Question

Fig. 2.41
Fig. 2.42 given below shows a velocity-time graph
for a car starting from rest. The graph has three parts
AB, BC and CD.
(ii) Compare the distance travelled in part BC with
the distance travelled in part AB.​

Answer 1

Answer:

The distance traveled in part BC is twice the distance traveled in part AB.

Explanation:

The velocity time graph can give us the distance traveled if we find the area under the graph.

To find the area under the curve for part AB:

We can clearly see that it is a right angled triangle.

Base of this triangle can be calculated from x axis where time is plotted.

Base of triangle = (t-0) = t units

Height of triangle can be calculated from y axis where velocity is plotted.
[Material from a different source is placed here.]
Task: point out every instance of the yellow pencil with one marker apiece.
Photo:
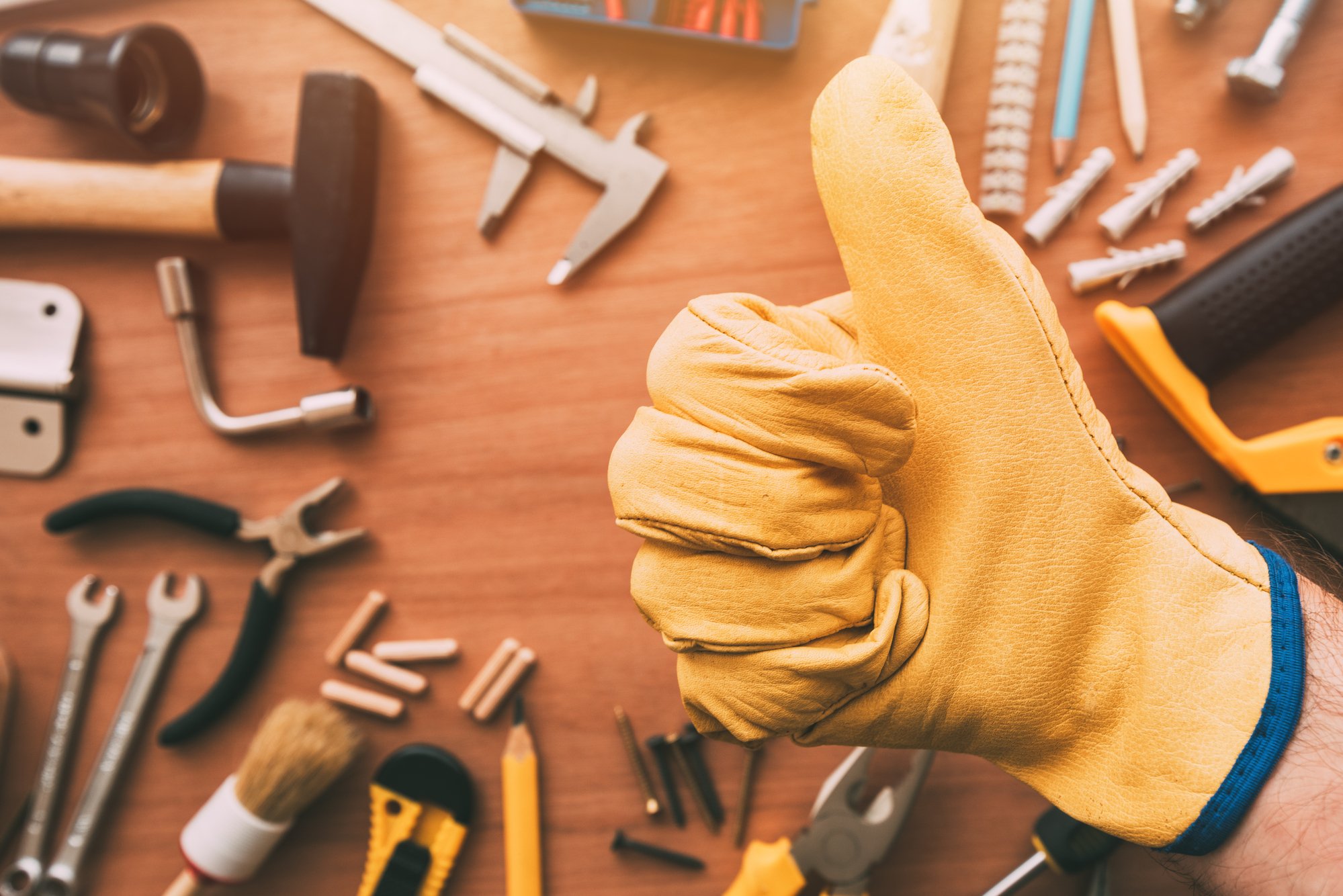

Height of triangle = ($v_0 -0$) = $v_0$ units

Area of a triangle is given as:

$A = \dfrac{1}{2} \times \text{Base} \times \text{Height}\\\Rightarrow \text{Area during part AB} = \dfrac{1}{2} \times t \times v_0 \\\Rightarrow \text{Distance traveled during part AB} = \dfrac{1}{2} \times t \times v_0 ...... (1)$

During part BC:

The graph is a rectangle here,

With length towards x axis where time is plotted.

with width towards y axis where velocity is plotted.

Length = (2t - t) = t units

Width = ($v_0 -0$) = $v_0$ units

Area of rectangle represents the distance traveled during part BC.

Distance traveled during part BC = $t \times v_0 ....... (2)$

Comparing equations (1) and (2):

Distance traveled during part BC is twice the distance traveled during part AB.